China has "grave concerns" over ICC Sudan decisionTue 15 Jul 2008, 6:46 GMT
By Chris Buckley
BEIJING (Reuters) - China expressed "grave concern and misgivings" on Tuesday over the decision of the International Criminal Court to seek an arrest warrant for Sudan's president on charges of genocide in the region of Darfur.
With the ICC's prosecutor hoping to arrest Sudanese President Omar Hassan al-Bashir, China confronts acute choices over its relationship with the African leader just as the Beijing Olympics opens a soft spot for international pressure.
"The ICC's actions must be beneficial to the stability of the Darfur region and the appropriate settlement of the issue, not the contrary," Chinese Foreign Ministry spokesman Liu Jianchao told a regular news conference.
Beijing has for years scrambled between its energy and political stakes in Sudan and a rising power's desire for a respected seat at the table in Darfur peace efforts.
The ICC prosecutor's momentous move makes that straddling act immensely harder, with all sides of the conflict waiting to see if Beijing will seek to suspend the legal action via a U.N. Security Council decision.
Liu said that China had consulted with other members of the United Nations Security Council and "hopes to reach consensus with the relevant parties".
ICC prosecutor Luis Moreno-Ocampo announced the charges on Monday, accusing Bashir of orchestrating genocide, crimes against humanity and war crimes in Darfur, the war-stricken western region of his country.
MANY QUANDARIES
"This presents China with many quandaries," said He Wenping, an Africa expert at the Chinese Academy of Social Sciences, a leading think-tank in Beijing.

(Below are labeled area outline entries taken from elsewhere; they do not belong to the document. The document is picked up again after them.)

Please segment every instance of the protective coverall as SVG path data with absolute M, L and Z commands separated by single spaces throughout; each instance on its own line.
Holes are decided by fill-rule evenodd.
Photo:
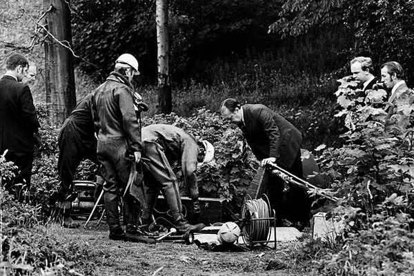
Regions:
M 105 210 L 110 239 L 121 239 L 125 234 L 119 219 L 121 193 L 128 183 L 133 153 L 141 150 L 140 129 L 134 110 L 133 90 L 128 79 L 112 72 L 94 92 L 95 128 L 99 129 L 97 156 L 101 164 Z M 133 198 L 124 198 L 127 233 L 129 226 L 135 226 Z
M 143 224 L 150 221 L 160 190 L 170 207 L 175 224 L 186 224 L 182 214 L 178 182 L 170 164 L 181 159 L 189 195 L 198 202 L 195 171 L 199 146 L 195 139 L 174 126 L 155 124 L 142 128 L 142 157 L 150 160 L 145 161 L 144 166 L 148 208 L 143 210 Z

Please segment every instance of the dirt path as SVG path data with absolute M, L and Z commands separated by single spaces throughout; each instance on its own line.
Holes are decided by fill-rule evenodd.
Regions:
M 92 225 L 94 225 L 93 224 Z M 295 260 L 297 242 L 278 243 L 244 253 L 215 253 L 195 244 L 147 245 L 111 241 L 105 225 L 91 229 L 51 227 L 68 248 L 77 247 L 75 271 L 83 275 L 302 275 Z M 284 266 L 280 268 L 280 265 Z

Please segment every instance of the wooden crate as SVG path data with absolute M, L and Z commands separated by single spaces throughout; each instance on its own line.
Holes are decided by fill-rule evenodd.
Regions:
M 210 225 L 216 222 L 226 222 L 227 219 L 230 219 L 228 212 L 224 207 L 224 199 L 210 197 L 199 197 L 199 201 L 201 209 L 201 214 L 198 221 L 199 222 L 202 222 L 206 225 Z M 183 213 L 184 217 L 191 221 L 193 215 L 190 211 L 191 199 L 188 197 L 181 197 L 181 204 L 183 206 Z M 161 217 L 172 222 L 172 217 L 170 212 L 170 208 L 162 195 L 158 197 L 153 214 L 156 219 Z M 159 223 L 163 224 L 162 220 L 159 220 Z

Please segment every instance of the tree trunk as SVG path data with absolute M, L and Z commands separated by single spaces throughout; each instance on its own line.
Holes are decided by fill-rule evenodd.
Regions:
M 50 118 L 60 124 L 76 105 L 69 0 L 43 0 L 45 25 L 50 33 L 45 41 L 46 102 L 52 103 Z M 52 37 L 53 36 L 53 37 Z M 63 45 L 60 44 L 57 39 Z
M 158 103 L 161 113 L 172 111 L 168 59 L 168 0 L 156 0 L 157 45 L 158 48 Z

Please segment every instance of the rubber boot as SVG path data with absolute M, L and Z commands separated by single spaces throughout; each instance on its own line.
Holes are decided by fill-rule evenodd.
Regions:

"It will have many consequences that China won't like. Our own peacekeepers could be threatened, and also this will seriously impede China's space to mediate over Darfur and encourage dialogue between Sudan and the West."
Liu confirmed that 172 Chinese peacekeepers will head to Darfur on Wednesday, bringing all of its 315 promised peacekeepers into place.

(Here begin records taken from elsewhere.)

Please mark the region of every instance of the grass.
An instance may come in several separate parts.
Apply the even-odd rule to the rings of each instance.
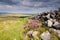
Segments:
[[[0,22],[0,40],[23,40],[23,27],[27,18]]]
[[[0,40],[23,40],[24,32],[28,31],[24,30],[24,24],[27,23],[27,20],[28,18],[0,18]],[[49,28],[40,27],[36,30],[41,34],[47,30],[49,31]],[[54,40],[59,40],[55,34],[53,35]]]

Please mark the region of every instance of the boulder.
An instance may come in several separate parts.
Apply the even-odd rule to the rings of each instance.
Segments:
[[[60,38],[60,30],[56,30],[54,28],[50,28],[49,31],[54,32]]]
[[[52,35],[46,31],[46,32],[43,32],[41,35],[40,35],[41,39],[42,40],[53,40],[52,39]]]

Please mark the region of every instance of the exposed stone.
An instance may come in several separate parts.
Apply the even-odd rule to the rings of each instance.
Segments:
[[[52,35],[48,31],[43,32],[40,35],[40,37],[41,37],[42,40],[53,40]]]
[[[60,38],[60,30],[56,30],[54,28],[50,28],[49,31],[54,32]]]

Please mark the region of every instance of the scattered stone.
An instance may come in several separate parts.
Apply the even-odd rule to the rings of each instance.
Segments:
[[[41,37],[42,40],[53,40],[52,35],[48,31],[43,32],[40,35],[40,37]]]
[[[60,38],[60,30],[56,30],[54,28],[50,28],[49,31],[54,32]]]

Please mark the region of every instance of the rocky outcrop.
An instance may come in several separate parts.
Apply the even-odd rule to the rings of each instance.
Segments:
[[[32,19],[44,22],[44,25],[60,29],[60,9],[53,12],[41,13]]]
[[[42,40],[53,40],[52,35],[49,33],[49,31],[43,32],[40,37]]]

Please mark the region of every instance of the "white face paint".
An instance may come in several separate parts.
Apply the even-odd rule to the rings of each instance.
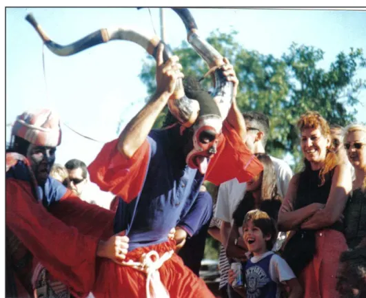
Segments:
[[[30,144],[27,151],[27,158],[37,182],[42,185],[50,175],[56,159],[56,147],[36,146]]]
[[[201,116],[194,125],[193,149],[187,156],[186,162],[203,175],[207,169],[209,158],[217,151],[222,125],[221,118],[216,115]]]

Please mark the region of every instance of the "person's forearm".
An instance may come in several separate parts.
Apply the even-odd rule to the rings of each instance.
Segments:
[[[170,94],[165,92],[154,94],[123,130],[119,138],[118,149],[128,158],[131,158],[146,140],[170,96]]]
[[[318,229],[326,228],[336,222],[336,220],[327,210],[318,210],[301,224],[301,228]]]
[[[223,243],[223,240],[221,239],[221,235],[220,235],[220,229],[218,228],[210,228],[208,229],[208,233],[212,238],[218,241],[221,244]]]
[[[230,107],[227,117],[226,118],[227,123],[238,133],[241,137],[242,140],[244,140],[247,134],[247,129],[245,127],[245,121],[241,114],[241,112],[236,105],[236,101],[234,100]]]
[[[223,222],[221,223],[221,227],[220,228],[220,235],[221,240],[223,240],[223,245],[226,249],[227,246],[227,240],[229,238],[229,233],[230,233],[231,224],[230,222]]]
[[[245,253],[247,250],[244,247],[239,246],[238,243],[235,244],[235,240],[240,240],[240,237],[237,226],[234,224],[229,234],[227,246],[226,246],[226,255],[230,258],[245,259]]]
[[[278,214],[278,230],[285,232],[296,228],[318,210],[315,205],[310,204],[294,211],[281,213]]]

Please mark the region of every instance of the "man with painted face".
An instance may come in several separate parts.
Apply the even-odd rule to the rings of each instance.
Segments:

He Wenping and other observers did not expect China to move on its own to hold off the ICC, especially with Beijing determined to burnish its international image with the August Olympics.
Groups critical of China's arms and oil ties with Khartoum have urged protests to shame Beijing during the Games.
Shi Yinhong, an international security expert at Renmin University in Beijing, said China would likely let other powers lead any opposition.
"With international opinion so excited ahead of the Beijing Olympics, this is not the time for dramatic decisions (by China)," said Shi. "The Olympics make a complicated situation for China even more complicated."
China's special envoy on Darfur, Liu Guijin, has not publicly commented on the charges against Bashir.
But in the official China Daily on Tuesday, Liu defended his country's role in Sudan and suggested it was Darfur rebels -- not Bashir's government -- impeding stalled peace efforts.
Rejecting a BBC report that Chinese-made arms found their way to government-backed forces in Darfur, Liu said Western-made arms in the hands of the rebels were the real trouble.
China is a major investor in Sudan's oil. Its crude imports from Sudan are relatively small, but with turbulent energy markets and heady oil prices, Beijing would be loath to turn against Khartoum and its resources.
But buffeted by international calls to staunch bloodshed in Darfur, China backed a U.N. resolution authorising a hybrid U.N.-African Union peacekeeping force, nudged Bashir to accept the force, and has contributed its own engineers.
China abstained from the Security Council vote in 2005 that authorised the ICC to investigate Darfur, angering Khartoum, which wanted China to use its veto power.